Following an initial reconstruction with TreeMix, most of the migration vertices that were added were related to gene flow from central to eastern and southern Africa, representing most likely recent (Bantu) migrations. In order to maximize the detection of earlier migrations, we excluded populations that were a clear mixture of central/western and southern components (mixture of the Khoe-San component with the Bantu component) and a few individuals within populations that showed clear evidence of admixture (unlike the general population). We observed that the populations were successfully clustered according to their geographical location within the continent. More striking was the population tree structure of an initial split between central/western/eastern Africa and southern Africa, with the former then splitting into central/western and eastern Africa – respectively mimicking the splits between mtDNA haplogroups L1′6 and the southern “Khoe-San” L0 and the split of L1′6 into central/western haplogroup L1 and eastern L2′6 in the mitochondrial tree (Fig. 1). This matching between genome-wide data and mtDNA suggests that the maternal line of descent faithfully represents the deep ancient sub-structuring within Africa14. The migration edges detected seem to be mostly the result of recent gene flow. Data indicate some gene flow from eastern Africa into some southern groups (visible in the components in ADMIXTURE) but no signal of ancient migration from southern Africa into eastern Africa of any kind is evident.

Discussion

In the last two decades, remarkable evidence from (in particular) Pinnacle Point and Blombos Cave at the southern Cape of South Africa has accumulated for signs of symbolic behaviour stretching back more than 150 ka. This evidence includes an intensification of selection of red ochre for potentially ritual-based body decoration, sophisticated technological operations such as heat-treatment of lithic raw materials, optimising shell-fishing by tracking lunar phases, and use of shell beads for ornamentation35,45,50,62,63 (and references therein). Most recently, Blombos has yielded the earliest evidence for drawing32. These activities initially appeared sporadically, rather than as a package. However, it has been argued that the southern Cape was a refuge throughout the glacial Marine Isotope Stage 6, and a greater intensity seems evident after the end of Stage 6, and especially after 90 ka, as parts of southern Africa likely became wetter and more hospitable and the southern coasts were settled64,65,66. As a result, some have suggested that all later modern humans must, in some sense, descend from a small refugial population of modern humans who lived in southern Africa during Marine Isotope Stage 6, ~200–130 ka67,68.
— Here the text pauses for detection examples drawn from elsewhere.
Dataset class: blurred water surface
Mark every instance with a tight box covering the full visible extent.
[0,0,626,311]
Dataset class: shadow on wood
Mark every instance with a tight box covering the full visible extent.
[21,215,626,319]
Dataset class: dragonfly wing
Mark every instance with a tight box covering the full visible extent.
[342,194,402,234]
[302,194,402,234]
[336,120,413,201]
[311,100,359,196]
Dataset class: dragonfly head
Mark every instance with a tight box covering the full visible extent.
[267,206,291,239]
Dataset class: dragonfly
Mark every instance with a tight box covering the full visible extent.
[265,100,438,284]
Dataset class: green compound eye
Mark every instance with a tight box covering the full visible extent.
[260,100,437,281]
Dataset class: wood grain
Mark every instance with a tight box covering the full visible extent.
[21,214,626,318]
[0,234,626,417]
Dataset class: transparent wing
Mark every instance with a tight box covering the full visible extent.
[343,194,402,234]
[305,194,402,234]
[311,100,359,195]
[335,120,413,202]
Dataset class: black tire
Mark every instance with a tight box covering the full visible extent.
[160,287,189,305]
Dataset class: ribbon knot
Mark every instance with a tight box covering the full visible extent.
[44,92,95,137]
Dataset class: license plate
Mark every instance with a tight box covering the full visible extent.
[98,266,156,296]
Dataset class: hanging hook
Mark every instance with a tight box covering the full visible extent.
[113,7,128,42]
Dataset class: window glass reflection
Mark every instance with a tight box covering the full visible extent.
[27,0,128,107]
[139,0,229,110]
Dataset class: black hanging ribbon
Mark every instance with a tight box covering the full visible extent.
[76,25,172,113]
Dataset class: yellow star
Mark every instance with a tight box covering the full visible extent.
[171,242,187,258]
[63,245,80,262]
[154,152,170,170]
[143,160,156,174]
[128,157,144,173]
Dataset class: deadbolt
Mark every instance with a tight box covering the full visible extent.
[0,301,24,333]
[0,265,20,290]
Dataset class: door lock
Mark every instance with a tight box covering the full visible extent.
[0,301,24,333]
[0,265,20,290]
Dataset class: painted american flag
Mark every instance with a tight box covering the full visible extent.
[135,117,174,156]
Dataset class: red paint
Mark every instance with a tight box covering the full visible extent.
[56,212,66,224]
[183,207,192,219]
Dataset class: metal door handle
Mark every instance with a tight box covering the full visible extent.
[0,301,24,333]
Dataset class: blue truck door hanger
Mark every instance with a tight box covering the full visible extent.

The deep genetic division between Khoe-San groups and other extant humans shows that the idea of a southern refuge is highly plausible – but also that it was not a major genetic source for the rest of humankind. Genetically, present-day modern humans do not descend primarily from southern Africans who lived before ~70 ka – modern African diversity has much deeper roots. In particular, extant mtDNA diversity coalesces around the transition from the inter-glacial Marine Isotope Stage 7 and the glacial Marine Isotope Stage 6, at ~190 ka, and comprises two deep branches, both dating to ~150 ka, one of which arose amongst the ancestors of present-day hunter–gatherer/herder (“Khoe-San”) southern Africans and the other amongst the ancestors of present-day central and eastern Africans. These two deep branches separated between ~190–150 ka, and the northern cluster then split further into a central and an eastern branch. It is from the eastern branch that much African (and all ancient non-African) diversity descends, in the wake of unprecedented demographic expansions, which fuelled dispersals of mtDNA haplogroup L3 both across Africa and out of Africa, after ~70–60 ka28. Thus, at least two Stage 6 refuges contributed to modern human mtDNA diversity, but by far the larger contribution was from eastern Africa.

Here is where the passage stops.